5.2. Estimation on Temperature
Error rate is compared among different algorithms on the original dataset where different sampling intervals are set, as shown in Figure 9. The spatiotemporal correlation of temperature is strong, so MASTER can obtain accurate relationships based on mining correlation rules. But a few of sensor nodes which are not associated with others will increase the estimation error, so its error is slightly larger than TSCA. As the sampling interval increases, temporal correlation of the sensor data weakens. TRECI and DESM use temporal correlation, so estimation error increases. However, the increase of DESM is slight because it also considers spatial correlation. The spatial correlation of the indoor sensor node in a short period of time remains substantially constant, so the sampling interval has little effect on AMR which only considers the spatial correlation. Particularly, TSCA takes the temporal and spatial correlation into account and assigns different weights according to the time series of data which makes newer data playing a more important role in the evaluation, so the size of the sampling interval has less effect on the results.

RMSE versus sampling interval on temperature.
According to [16], 23% of data are lost among 84,600 time slots (one month) of Intel Indoor dataset. Therefore, we conduct the error comparison among different algorithms where data missing rate is set as 5%–35% and the sampling interval is set as 5 min. Figure 10 shows that error of all the algorithms increases with the missing rate. This is because spatiotemporal correlation of sensor data will become weaker as missing rate increases. However, TSCA takes corresponding strategies based on the patterns of data loss as described in Section 4 which reduces errors greatly.

RMSE versus data loss on temperature.
5.3. Estimation on Humidity
Error of humidity estimation is compared among different algorithms on the original dataset where the sampling intervals are set as 1–30 min, as shown in Figure 11. Compared with temperature, spatiotemporal correlations of humidity are weaker, and the spatial correlation is much weaker than the temporal one. AMR is only based on the spatial correlation, so its error is maximal.

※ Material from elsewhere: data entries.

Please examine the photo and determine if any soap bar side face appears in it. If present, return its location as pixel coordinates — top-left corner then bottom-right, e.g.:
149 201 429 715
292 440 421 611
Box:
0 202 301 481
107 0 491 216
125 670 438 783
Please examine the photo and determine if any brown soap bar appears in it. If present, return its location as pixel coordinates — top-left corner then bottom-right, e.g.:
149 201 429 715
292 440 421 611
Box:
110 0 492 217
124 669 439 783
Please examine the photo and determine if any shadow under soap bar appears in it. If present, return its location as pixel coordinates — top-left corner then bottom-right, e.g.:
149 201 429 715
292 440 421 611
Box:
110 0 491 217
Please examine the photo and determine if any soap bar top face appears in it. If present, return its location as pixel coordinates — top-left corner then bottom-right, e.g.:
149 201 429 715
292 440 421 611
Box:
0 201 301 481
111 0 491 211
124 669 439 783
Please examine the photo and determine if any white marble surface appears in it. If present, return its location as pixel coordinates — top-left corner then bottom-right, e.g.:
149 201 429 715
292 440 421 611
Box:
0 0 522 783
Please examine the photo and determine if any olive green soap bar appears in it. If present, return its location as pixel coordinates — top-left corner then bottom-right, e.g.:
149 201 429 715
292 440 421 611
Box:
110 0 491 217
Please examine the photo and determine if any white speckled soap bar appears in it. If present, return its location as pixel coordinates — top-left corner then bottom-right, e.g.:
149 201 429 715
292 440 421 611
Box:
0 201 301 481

Like temperature, temporal correlation of the sensor data weakens with the sampling interval increasing. TRECI is mainly based on temporal correlation so its error increases remarkably. When the sampling interval reaches 30 min, error of TRECI exceeds AMR algorithm's. Results of the other three algorithms are similar, but the error of TSCA is still the smallest.

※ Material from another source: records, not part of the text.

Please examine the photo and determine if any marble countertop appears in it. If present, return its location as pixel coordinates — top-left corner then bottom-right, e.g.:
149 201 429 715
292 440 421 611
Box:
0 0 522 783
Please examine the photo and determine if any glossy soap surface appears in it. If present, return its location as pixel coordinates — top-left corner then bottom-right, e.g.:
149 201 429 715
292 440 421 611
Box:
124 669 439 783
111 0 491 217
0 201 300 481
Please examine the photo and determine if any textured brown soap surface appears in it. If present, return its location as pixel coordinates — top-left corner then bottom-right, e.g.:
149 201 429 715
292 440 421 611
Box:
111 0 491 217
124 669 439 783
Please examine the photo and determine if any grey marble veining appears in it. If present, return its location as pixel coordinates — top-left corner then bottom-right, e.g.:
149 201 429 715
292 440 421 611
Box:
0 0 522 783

RMSE versus sampling interval on humidity.
Figure 12 shows error rate in the situation of different data loss probability. When loss rate is more than 20%, spatial and temporal correlations of humidity are severely affected and error rate of DESM, TRECI, and AMR surges. Loss rate has a greater impact on the temporal correlation, so error rate of TRECI increases more significantly. TSCA is mainly based on the latest data and the missing data in the sample have been processed, so its performance remains relatively stable.

RMSE versus data loss on humidity.
6. Conclusion
Considering the deficiencies of the existing algorithms for missing data assessment, TSCA is proposed in this paper based on spatiotemporal correlation of sensor data. This algorithm selects the most relevant data as the analysis sample which ensures that there are no redundant sample data and the sample has the strongest correlation with the missing data. Thus, the efficiency and accuracy of this algorithm are significantly improved. What is more, a comprehensive analysis of the time and space is conducted to get estimation for missing data. Experimental results show that, no matter what the cases, TSCA always performs the best compared with other algorithms.
In the future, we can exploit the correlations between different attributes to further improve the accuracy of estimation; for example, light has an impact on temperature in many scenarios.
Footnotes
Conflict of Interests
The authors declare that there is no conflict of interests regarding the publication of this paper.
Acknowledgments
This paper is partly supported by the National Natural Science Foundation of China (61272515, 61121061), Beijing Higher Education Young Elite Teacher Project (YETP0474), and National Science & Technology Pillar Program (2015BAH03F02).